🤖 AI Summary
Constructing the Burrows–Wheeler Transform (BWT) for long strings incurs substantial time and space overheads, limiting scalability. To address this, we propose an adaptive string partitioning strategy guided by suffix array prefixes, dynamically dividing long sequences into shorter substrings and leveraging a parallel multi-string BWT construction framework. This is the first work to utilize suffix array prefixes for partitioning guidance. Integrated with IBB-index optimization and partDNA-specific implementation, our method achieves memory consumption below 1.5× the input length and up to 3.2× faster construction on real genomic datasets—significantly outperforming state-of-the-art tools.

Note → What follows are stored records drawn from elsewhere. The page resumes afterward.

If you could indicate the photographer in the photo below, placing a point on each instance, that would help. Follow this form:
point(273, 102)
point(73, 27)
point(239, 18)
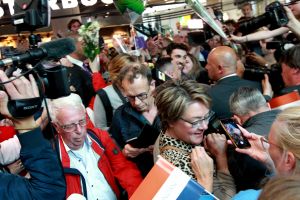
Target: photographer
point(293, 13)
point(37, 156)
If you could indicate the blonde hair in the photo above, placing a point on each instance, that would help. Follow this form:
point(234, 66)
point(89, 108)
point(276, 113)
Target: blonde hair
point(281, 188)
point(118, 63)
point(73, 101)
point(173, 97)
point(287, 131)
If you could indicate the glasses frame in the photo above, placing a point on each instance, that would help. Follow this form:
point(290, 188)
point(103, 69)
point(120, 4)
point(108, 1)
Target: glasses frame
point(142, 96)
point(73, 126)
point(199, 123)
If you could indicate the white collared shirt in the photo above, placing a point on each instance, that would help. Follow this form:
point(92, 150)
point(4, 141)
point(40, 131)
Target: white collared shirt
point(86, 161)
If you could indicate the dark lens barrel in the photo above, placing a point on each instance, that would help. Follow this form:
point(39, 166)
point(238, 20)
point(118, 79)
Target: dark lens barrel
point(251, 25)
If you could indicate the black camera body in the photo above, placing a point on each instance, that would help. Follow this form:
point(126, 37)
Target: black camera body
point(31, 15)
point(53, 82)
point(275, 16)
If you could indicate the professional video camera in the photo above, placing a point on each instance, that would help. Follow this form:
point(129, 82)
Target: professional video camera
point(275, 16)
point(30, 15)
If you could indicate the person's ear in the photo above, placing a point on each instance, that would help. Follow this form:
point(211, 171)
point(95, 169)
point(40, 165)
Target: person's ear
point(152, 85)
point(237, 119)
point(295, 71)
point(56, 126)
point(290, 162)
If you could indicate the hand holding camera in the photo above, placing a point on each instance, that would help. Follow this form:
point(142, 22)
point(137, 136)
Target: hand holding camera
point(258, 150)
point(20, 88)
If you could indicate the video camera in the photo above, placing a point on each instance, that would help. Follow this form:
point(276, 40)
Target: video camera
point(256, 73)
point(30, 15)
point(275, 16)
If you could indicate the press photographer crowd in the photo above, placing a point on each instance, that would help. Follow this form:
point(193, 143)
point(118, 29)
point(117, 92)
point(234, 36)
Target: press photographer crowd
point(82, 120)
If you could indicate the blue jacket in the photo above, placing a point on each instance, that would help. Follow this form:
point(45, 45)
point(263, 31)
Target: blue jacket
point(39, 159)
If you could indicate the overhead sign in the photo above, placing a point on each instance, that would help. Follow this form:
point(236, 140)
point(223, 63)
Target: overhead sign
point(65, 4)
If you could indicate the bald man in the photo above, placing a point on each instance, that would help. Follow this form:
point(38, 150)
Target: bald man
point(222, 68)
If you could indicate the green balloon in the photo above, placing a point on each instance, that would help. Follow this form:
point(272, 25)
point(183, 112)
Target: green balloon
point(134, 5)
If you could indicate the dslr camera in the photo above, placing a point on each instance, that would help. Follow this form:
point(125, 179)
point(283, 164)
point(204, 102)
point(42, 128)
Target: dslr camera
point(275, 16)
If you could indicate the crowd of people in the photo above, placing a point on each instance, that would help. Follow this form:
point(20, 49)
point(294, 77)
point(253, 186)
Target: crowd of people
point(86, 145)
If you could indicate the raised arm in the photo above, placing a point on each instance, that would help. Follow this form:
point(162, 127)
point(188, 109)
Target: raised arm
point(260, 35)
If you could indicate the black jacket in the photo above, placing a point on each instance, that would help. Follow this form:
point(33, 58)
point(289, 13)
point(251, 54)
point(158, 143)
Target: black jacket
point(128, 123)
point(221, 92)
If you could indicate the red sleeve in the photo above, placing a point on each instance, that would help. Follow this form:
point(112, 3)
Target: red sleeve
point(98, 81)
point(124, 170)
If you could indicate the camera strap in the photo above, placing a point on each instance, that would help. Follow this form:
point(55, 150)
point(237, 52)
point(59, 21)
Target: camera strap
point(22, 108)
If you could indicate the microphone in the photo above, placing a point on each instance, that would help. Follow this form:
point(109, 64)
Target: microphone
point(55, 49)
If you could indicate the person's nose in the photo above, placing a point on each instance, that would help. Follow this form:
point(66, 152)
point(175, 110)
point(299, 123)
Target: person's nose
point(137, 101)
point(78, 129)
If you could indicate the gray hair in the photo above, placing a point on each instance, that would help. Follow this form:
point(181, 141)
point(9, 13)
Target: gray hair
point(245, 99)
point(73, 101)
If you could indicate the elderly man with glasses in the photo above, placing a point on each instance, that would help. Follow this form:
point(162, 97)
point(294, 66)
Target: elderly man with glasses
point(91, 160)
point(138, 116)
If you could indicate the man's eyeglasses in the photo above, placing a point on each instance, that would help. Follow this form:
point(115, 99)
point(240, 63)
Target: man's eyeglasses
point(73, 126)
point(143, 96)
point(199, 123)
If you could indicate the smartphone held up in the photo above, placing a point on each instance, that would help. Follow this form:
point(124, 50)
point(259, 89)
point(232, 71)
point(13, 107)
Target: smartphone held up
point(235, 134)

The approach is general-purpose, supporting arbitrary character sets, and introduces a new paradigm for efficient, low-memory BWT construction of large-scale biological sequences.
📝 Abstract
Constructing the Burrows-Wheeler transform (BWT) for long strings poses significant challenges regarding construction time and memory usage. We use a prefix of the suffix array to partition a long string into shorter substrings, thereby enabling the use of multi-string BWT construction algorithms to process these partitions fast. We provide an implementation, partDNA, for DNA sequences. Through comparison with state-of-the-art BWT construction algorithms, we show that partDNA with IBB offers a novel trade-off for construction time and memory usage for BWT construction on real genome datasets. Beyond this, the proposed partitioning strategy is applicable to strings of any alphabet.